I agree with this. Adding in to tie the trans, transfer case mounts into one plate. Then a single mount on that plate.greenlion said:Poly tripod always works. Poly motor mounts mounted as close as possible to the block. Single poly trans mount in the center under the trans/t-case adapter. No additional t-case mounts.
Neal3000 said:I have an Atlas, they don't have a nosecone so the cv or yoke is right beside the tailshaft of the trans. It also broke off the rear corner of the trans pan mounting surface, which was right in line with the crack. In fact i bet it hit that corner first which may have torqued the whole case. I don't know why it didn't punch a big hole in the case but it didn't. And i think the fact that it never happened before and hasn't happened since is pretty good proof that the shaft did in fact crack the case. Maybe if you had been smart enough to go to GT instead of ugay you could understand this
As far as Kush's **** goes i totally agree that he needs to fix his mounts, that **** under his trans adapter looks like something a pot-smoking crackhead would fab up. And how did he find the crack, did it just start leaking fluid?
Awesome!! And no I don't feel brave! Ha. Text me so I have Ur number please. 4048892714 thanks so much.Neal3000 said:Hey Kush, if you don't feel brave, I can swap your trans internals for you when you find a donor case
patooyee said:This is kind of where I was having a hard time understanding you. I was finding it hard to imagine how the driveshaft would contact the tail housing directly. But ya, if it did I would say that's a pretty good reason for it to crack. I thought you were saying that the side of the trans just got whacked so hard that the tail housing sheared. That was hard for me to imagine. It would be like me bitch-slapping someone in the face so hard that their hip broke but there was no damage to their face.
RustyC said:I agree with this. Adding in to tie the trans, transfer case mounts into one plate. Then a single mount on that plate.
This will force the engine mounts to stop the rotational torque.
Jeep chassis still flex a lot even with a cage tied in.
paradisepwoffrd said:Many of these trans had torque arms from the factory that tied the trans mount and bellhousing bolts together to help with case flex.
I agree 100%. After a lot of thinking, it had to be what you were talking about. The trans will be out tonite. Made a call and a buddy took me to meet a guy today that has been doing transmissions since he was old enough to work. Nice lil shop, clean as a whistle. 200 total to swap to a new case. Talked to him about upgrades in clutches, and other parts. He explained a lot of cool stuff. But 200 is much better for me right now rather than 1100 for totally upgraded with reverse shift pattern. Just can't do that right now. Wish I could. Anyways he said it would be ready bu this weekend. So that's the plan. Would like to hard mount but I know for a fact my "pothead crack head fabbed ****" worked just fine before the motor mount bolt pulled through the bottom weak ass washer. .. About 20+ trips and a **** ton of drive time prove that .. I don't care for the "biscut" type motor mounts , if anyone has link to some good motor mounts that would be awesome. By the time I get these kind tight it seems The metal pieces are squeezing together. Anyhow I will be at STL for the ride. U can bet on it. And you were off one reefer break señior John. :smoke:JohnG said:First off, the trans broke Saturday night at Choccolocco Mountain where we worked for an hour tying your motor back to the frame. The motor was completely loose when we started. We left from there, downhill to camp and did not ride again.

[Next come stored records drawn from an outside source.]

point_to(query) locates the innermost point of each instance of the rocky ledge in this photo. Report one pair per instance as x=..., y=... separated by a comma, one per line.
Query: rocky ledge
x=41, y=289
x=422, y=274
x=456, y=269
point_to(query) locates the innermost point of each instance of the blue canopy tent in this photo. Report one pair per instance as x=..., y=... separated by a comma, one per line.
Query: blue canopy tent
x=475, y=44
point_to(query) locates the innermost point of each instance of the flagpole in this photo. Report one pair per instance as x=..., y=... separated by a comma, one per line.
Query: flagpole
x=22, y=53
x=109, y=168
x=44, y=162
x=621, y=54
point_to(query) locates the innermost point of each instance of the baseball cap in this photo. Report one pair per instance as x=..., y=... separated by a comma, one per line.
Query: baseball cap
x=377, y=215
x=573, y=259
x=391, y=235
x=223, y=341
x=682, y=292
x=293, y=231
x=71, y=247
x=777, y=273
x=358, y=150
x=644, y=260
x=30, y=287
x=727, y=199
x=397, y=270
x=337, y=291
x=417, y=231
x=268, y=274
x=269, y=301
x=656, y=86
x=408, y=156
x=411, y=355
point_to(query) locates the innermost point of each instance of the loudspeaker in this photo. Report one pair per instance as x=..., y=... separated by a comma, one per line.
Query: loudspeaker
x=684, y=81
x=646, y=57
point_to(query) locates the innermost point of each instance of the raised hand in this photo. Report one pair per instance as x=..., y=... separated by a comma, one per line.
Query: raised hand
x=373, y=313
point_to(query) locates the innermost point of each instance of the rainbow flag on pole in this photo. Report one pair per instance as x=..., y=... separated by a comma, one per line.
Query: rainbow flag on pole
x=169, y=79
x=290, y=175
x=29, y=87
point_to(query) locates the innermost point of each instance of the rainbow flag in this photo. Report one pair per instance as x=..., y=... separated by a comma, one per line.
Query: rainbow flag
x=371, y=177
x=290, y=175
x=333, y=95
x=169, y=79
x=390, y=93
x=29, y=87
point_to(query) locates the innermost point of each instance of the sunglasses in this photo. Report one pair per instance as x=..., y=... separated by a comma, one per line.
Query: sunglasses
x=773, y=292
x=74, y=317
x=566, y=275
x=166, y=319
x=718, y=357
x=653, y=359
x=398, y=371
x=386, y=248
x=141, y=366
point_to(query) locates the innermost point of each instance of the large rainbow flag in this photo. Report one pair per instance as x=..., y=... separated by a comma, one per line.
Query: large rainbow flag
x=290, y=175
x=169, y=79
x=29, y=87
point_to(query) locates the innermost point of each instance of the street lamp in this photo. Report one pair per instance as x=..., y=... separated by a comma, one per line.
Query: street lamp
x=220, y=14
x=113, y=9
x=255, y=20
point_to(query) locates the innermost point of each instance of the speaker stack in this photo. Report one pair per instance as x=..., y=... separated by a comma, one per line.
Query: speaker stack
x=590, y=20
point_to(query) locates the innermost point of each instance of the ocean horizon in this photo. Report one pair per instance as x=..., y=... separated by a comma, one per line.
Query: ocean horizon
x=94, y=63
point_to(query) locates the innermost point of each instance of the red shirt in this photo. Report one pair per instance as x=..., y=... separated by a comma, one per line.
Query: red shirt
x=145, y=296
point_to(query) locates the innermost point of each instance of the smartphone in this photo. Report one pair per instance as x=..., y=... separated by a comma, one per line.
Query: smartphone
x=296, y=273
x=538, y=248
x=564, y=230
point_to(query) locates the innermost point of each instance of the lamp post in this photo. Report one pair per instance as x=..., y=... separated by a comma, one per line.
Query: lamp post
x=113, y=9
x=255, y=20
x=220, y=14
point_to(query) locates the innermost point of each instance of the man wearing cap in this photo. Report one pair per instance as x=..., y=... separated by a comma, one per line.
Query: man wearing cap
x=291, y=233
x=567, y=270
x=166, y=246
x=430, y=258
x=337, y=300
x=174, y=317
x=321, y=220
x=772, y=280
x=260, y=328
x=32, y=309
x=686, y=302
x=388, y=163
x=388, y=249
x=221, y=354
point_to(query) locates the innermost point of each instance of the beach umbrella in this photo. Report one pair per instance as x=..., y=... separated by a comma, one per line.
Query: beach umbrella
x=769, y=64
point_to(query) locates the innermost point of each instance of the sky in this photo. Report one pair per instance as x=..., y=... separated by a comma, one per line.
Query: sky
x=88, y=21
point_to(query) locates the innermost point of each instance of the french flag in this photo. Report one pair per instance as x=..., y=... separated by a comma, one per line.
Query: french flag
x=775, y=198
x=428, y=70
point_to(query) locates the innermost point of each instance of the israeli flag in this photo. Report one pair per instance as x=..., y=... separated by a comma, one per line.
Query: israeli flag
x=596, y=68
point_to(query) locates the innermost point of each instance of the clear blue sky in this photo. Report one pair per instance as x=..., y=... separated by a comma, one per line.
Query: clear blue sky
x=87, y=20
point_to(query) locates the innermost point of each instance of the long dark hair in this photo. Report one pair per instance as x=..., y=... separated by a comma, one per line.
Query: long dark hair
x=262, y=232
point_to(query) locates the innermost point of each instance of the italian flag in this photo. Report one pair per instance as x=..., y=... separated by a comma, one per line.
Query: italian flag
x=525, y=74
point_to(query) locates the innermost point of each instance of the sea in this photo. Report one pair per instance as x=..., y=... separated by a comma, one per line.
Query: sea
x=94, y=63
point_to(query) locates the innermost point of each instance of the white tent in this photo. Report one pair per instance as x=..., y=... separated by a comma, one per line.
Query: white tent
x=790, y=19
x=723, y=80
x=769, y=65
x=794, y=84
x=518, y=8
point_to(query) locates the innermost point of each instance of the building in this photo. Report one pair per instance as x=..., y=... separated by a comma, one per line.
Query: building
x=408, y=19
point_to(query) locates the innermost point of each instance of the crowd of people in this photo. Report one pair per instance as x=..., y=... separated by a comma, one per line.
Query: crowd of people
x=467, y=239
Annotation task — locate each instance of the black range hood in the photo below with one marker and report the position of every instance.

The drive shaft was a freak, or perhaps installed too loose, or to tight, or stretched U-bolts. I would not dwell on that.
Here is what I would do to get back on the trail the fastest and cheapest. But, probably not best practices.

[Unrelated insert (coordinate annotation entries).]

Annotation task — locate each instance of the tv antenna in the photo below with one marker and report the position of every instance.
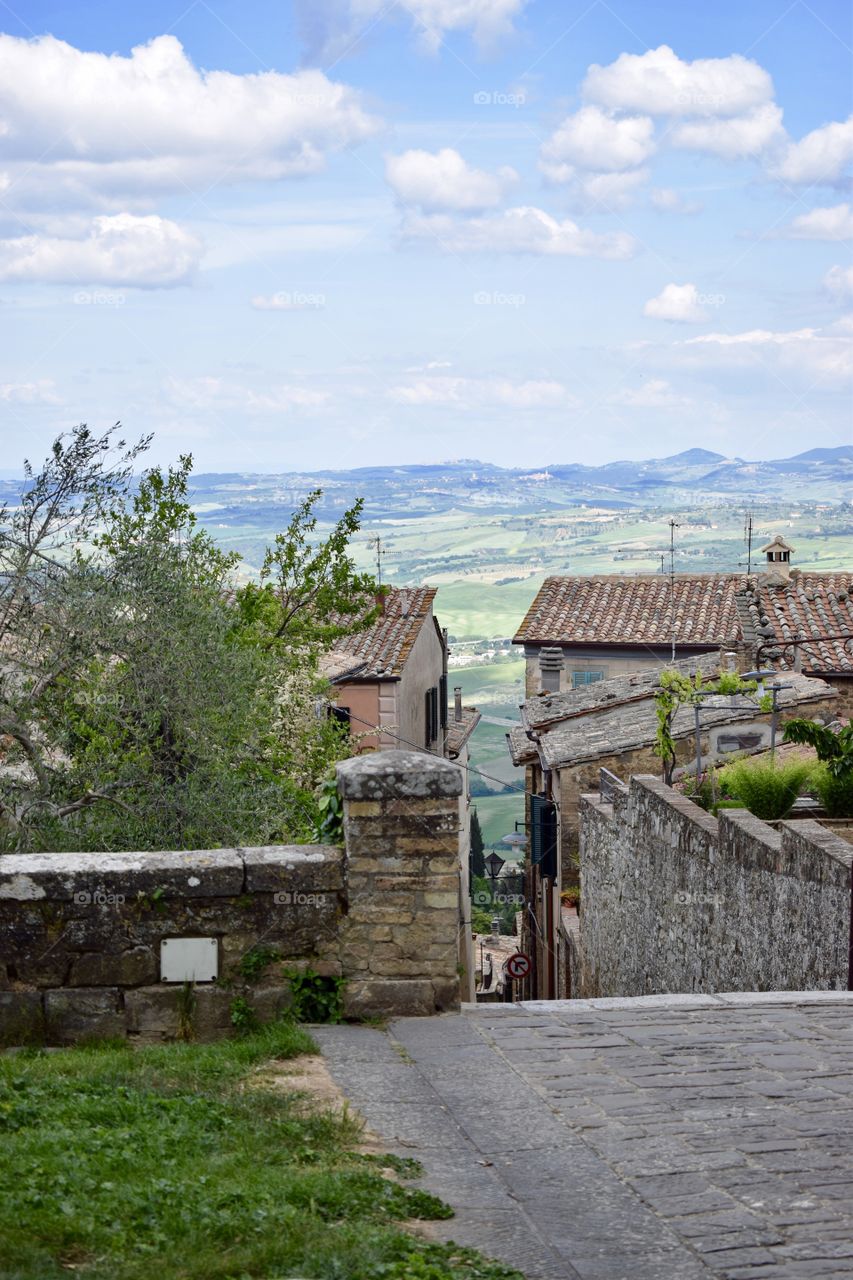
(747, 538)
(674, 525)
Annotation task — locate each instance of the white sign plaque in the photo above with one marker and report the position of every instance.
(188, 959)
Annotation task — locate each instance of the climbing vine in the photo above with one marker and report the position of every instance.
(679, 689)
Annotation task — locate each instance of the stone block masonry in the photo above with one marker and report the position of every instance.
(674, 900)
(81, 935)
(402, 882)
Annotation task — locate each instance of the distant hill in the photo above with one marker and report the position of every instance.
(690, 478)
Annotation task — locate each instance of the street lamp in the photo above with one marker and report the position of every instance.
(493, 865)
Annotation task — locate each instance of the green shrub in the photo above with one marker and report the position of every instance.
(835, 794)
(767, 790)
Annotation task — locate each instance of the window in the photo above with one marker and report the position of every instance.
(341, 714)
(585, 677)
(430, 716)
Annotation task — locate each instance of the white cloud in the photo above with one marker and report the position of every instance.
(839, 282)
(479, 392)
(86, 122)
(820, 355)
(656, 393)
(146, 252)
(217, 393)
(679, 304)
(821, 156)
(609, 190)
(519, 231)
(735, 137)
(442, 181)
(30, 393)
(669, 201)
(661, 83)
(593, 140)
(833, 223)
(332, 27)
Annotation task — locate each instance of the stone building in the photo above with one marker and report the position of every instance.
(582, 630)
(566, 739)
(389, 682)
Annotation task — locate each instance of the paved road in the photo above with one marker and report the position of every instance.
(664, 1138)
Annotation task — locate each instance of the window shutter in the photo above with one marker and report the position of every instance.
(543, 836)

Put new caps on **IF** the cross is perfect. Put in new U-bolts.
Buy the same style motor mounts and use large washers to keep the possibility of bolts pulling through again out. Putting the washers in the kit in the right place this time.
I would not change the rubber blocks on the front Altas mount as they are rubber mounted on the ends. My opinion is that part (Atlas) did not move, motor did. Trans case broke.

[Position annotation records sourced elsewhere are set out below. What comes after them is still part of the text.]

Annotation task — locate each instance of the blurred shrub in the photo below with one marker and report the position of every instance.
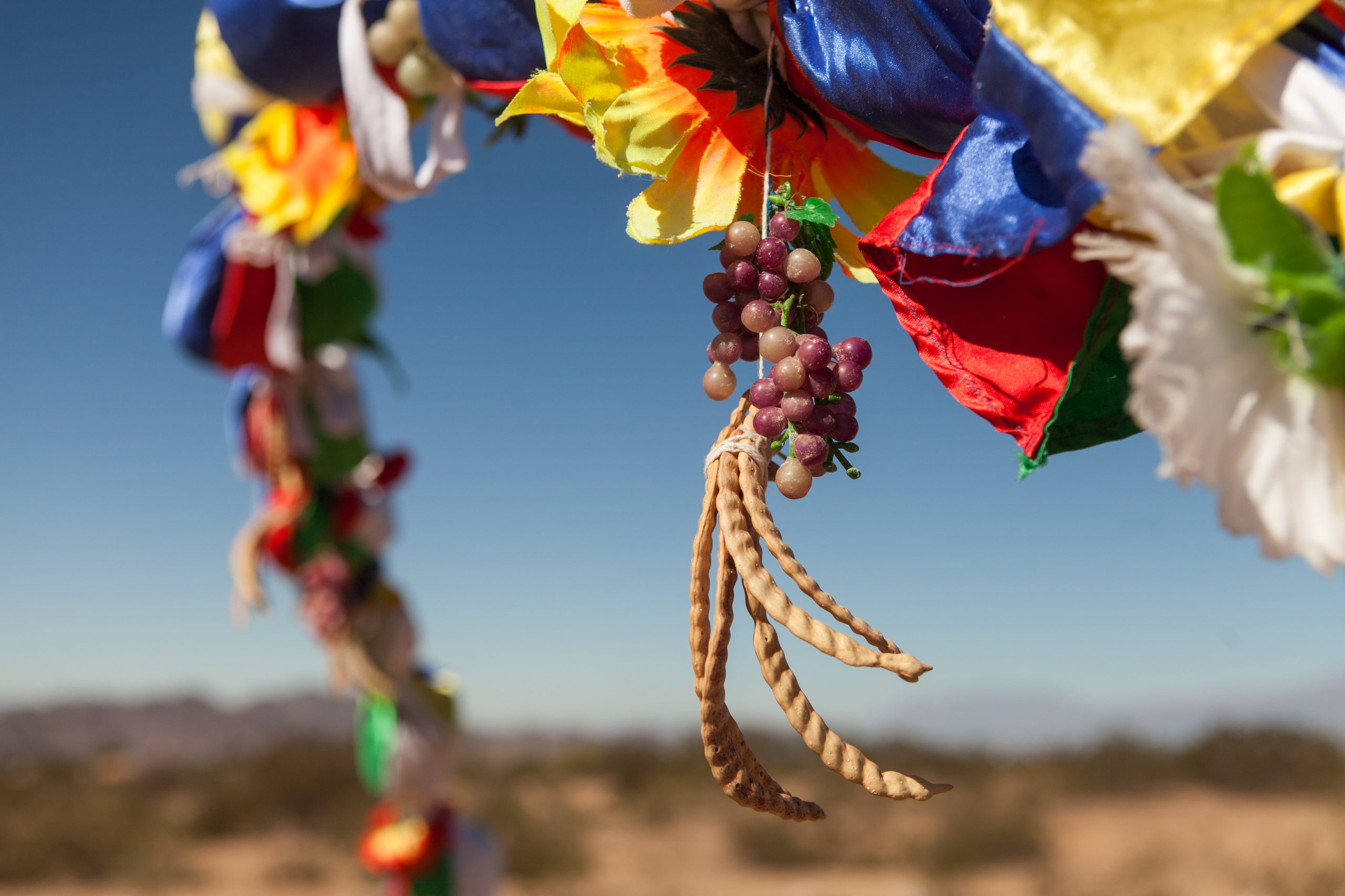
(61, 822)
(1266, 760)
(307, 786)
(976, 837)
(534, 847)
(1114, 767)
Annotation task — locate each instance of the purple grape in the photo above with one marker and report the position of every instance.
(810, 450)
(783, 226)
(802, 265)
(772, 286)
(821, 382)
(845, 427)
(727, 348)
(716, 288)
(743, 275)
(751, 346)
(820, 295)
(727, 317)
(760, 315)
(771, 253)
(857, 350)
(813, 353)
(764, 393)
(821, 422)
(769, 422)
(796, 405)
(789, 374)
(849, 376)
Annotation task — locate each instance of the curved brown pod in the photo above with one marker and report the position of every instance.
(735, 505)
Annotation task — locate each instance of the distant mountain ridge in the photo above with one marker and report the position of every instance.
(1026, 723)
(171, 731)
(191, 730)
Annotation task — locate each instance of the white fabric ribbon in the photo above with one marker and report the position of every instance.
(380, 123)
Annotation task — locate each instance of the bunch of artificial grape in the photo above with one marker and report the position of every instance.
(760, 279)
(396, 41)
(770, 303)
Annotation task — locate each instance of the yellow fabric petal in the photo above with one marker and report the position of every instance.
(557, 18)
(544, 95)
(849, 256)
(1313, 193)
(646, 127)
(865, 186)
(700, 194)
(585, 69)
(1156, 64)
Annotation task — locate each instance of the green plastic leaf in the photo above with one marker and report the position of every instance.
(376, 739)
(1264, 232)
(814, 210)
(438, 880)
(1327, 346)
(337, 307)
(817, 238)
(1093, 408)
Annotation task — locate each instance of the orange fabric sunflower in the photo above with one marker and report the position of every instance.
(681, 99)
(295, 169)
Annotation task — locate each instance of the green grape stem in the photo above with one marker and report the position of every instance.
(851, 470)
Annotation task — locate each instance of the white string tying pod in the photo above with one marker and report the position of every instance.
(765, 174)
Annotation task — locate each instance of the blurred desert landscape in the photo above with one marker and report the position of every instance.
(183, 798)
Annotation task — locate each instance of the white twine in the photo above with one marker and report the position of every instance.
(765, 176)
(380, 123)
(741, 443)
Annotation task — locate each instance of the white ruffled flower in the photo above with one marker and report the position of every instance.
(1204, 381)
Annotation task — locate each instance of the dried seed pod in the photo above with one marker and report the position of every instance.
(736, 474)
(837, 754)
(753, 498)
(759, 583)
(726, 748)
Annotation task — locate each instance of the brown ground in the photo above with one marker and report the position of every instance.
(1191, 841)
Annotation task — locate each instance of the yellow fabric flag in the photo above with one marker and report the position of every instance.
(1156, 62)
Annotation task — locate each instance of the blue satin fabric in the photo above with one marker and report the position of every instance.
(1322, 42)
(194, 294)
(902, 68)
(287, 47)
(236, 405)
(1012, 182)
(484, 39)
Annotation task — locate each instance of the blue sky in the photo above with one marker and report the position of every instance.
(558, 427)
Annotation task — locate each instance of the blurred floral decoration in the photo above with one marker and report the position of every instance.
(311, 108)
(1133, 222)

I would take to to a great tig welding place and see if they will weld the case. As it did not break through the bolt holes, at lease the ones we can see.
Put it back together and don't follow me any more
Couple hundred dollars and back on trail for Stony Lonesome Hardline Ride in two weeks.
*OR* think off all the right and wrong ways to do it, smoke reefer, re-do all the mounts, smoke reefer, re-built the transmission, smoke reefer, install everything, smoke reefer, dwell that you did not do it right, smoke reefer, take apart, smoke reefer, decide it was okay after all, smoke reefer, put all back in, smoke reefer. You are going to miss the Christmas rides.